Cosa hai saputo dell'incidente?
«Quello che hanno riportato i media... Non ci volevo credere ma purtroppo Michele ormai non è più tra noi. Di conseguenza non posso esprimermi, non conosco esattamente la dinamica dell'incidente anche se credo che, oltre alla bellissima famiglia di Michele, ci sia un'altra persona che sta vivendo un dramma terribile».

A chi ti riferisci?
«All'uomo che guidava il furgone, Filottrano non è una metropoli, quindi è probabile che anche questa persona conoscesse bene Michele, poiché a Filottrano era una sorta di idolo locale. E' facilmente immaginabile il rimorso che quell'uomo sta provando».

Parlaci dei tuoi rapporti con Scarponi.
«Non siamo mai stati compagni di squadra, ma in pratica abbiamo avuto delle carriere parallele e ci siamo sempre stimati e rispettati. Abbiamo corso insieme, faticato insieme e ci siamo anche divertiti insieme, poiché Michele era un ragazzo davvero unico, solare, sempre sorridente, un'immagine del ciclista perfetta per i media».

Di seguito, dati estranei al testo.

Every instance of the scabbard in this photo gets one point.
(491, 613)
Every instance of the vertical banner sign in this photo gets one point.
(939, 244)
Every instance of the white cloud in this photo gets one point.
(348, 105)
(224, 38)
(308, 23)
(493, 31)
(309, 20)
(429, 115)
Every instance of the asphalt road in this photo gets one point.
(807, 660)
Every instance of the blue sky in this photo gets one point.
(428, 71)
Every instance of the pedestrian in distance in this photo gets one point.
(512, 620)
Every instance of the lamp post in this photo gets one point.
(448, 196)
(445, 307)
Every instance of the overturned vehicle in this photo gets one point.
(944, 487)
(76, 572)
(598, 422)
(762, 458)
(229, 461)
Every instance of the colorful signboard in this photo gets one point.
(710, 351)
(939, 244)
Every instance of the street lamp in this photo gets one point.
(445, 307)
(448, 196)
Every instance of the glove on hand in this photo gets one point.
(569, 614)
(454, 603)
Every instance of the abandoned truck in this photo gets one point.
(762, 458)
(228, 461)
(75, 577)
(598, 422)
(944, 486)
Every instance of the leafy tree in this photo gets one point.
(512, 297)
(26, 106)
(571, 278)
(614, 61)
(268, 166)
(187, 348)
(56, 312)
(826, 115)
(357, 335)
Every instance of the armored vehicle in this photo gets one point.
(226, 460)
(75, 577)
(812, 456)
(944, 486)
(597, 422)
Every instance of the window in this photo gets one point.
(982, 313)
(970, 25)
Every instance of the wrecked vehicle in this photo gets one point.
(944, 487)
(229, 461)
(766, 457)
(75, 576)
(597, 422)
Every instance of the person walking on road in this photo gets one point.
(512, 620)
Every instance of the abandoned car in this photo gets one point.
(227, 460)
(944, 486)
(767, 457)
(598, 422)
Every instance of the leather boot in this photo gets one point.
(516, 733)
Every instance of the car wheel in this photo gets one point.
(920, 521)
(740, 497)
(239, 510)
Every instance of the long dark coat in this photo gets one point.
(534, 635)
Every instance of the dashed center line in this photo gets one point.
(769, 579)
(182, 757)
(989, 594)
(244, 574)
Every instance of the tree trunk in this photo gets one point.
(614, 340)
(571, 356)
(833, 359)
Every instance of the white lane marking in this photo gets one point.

Qual era il suo pregio più grande?
«Quello di volere sdrammatizzare tutto, di riuscire sempre e comunque a pensare positivo, a vedere il bicchiere mezzo pieno. Era un vero professionista, un prezioso uomo squadra e lo convocai in nazionale al mondiale di Firenze nel 2013, essendo consapevole del lavoro importante che avrebbe potuto svolgere. Ebbi ragione,  Michele non si risparmiò e risultò una pedina fondamentale nella squadra italiana quando mise Nibali in condizione di poter vincere – sono convinto che Vincenzo ci sarebbe riuscito senza quella maledetta caduta in discesa - e alla fine si piazzò 16°, regalandomi un momento che non dimenticherò mai».

Quale?
«Fu nel dopo corsa, quando tutti noi della nazionale italiana salimmo sull'autobus per rientrare in albergo; eravamo a dir poco sconsolati  ma Michele, sorridendo come sempre, venne verso di me per abbracciarmi e dirmi "grazie CT per avermi richiamato in nazionale dopo tanti anni, tu mi hai fatto vincere il mio mondiale"».

Al recente Tour of the Alps Scarponi aveva vinto la prima tappa e si era dimostrato pronto per un grande Giro d'Italia, ti aveva detto qualcosa a tale proposito?
«Era molto contento e senza voler fare lo sbruffone mi aveva fatto capire che al Giro contava di essere un protagonista; poi il destino ha deciso diversamente, purtroppo...».

Anche il CT azzurro Davide Cassani, che è succeduto a Bettini nel ruolo di guida tecnica della nazionale italiana di ciclismo, fa una considerazione commovente riguardante le ultime ore di vita di Michele Scarponi. «In molti si sono stupiti nell'apprendere come Scarponi fosse uscito di casa per allenarsi così presto, addirittura prima delle otto di mattina ed essendo appena rientrato da una gara a tappe così impegnativa come il Tour of the Alps, dove si era ben comportato senza risparmio di energie. Ebbene io credo che Michele lo abbia fatto per poter rientrare in anticipo a casa e godersi i due gemelli più a lungo, dato che il giorno dopo avrebbe dovuto lasciare la famiglia per prendere parte all'ultimo ritiro di preparazione pre-Giro d'Italia, in programma sull'Etna con il team Astana».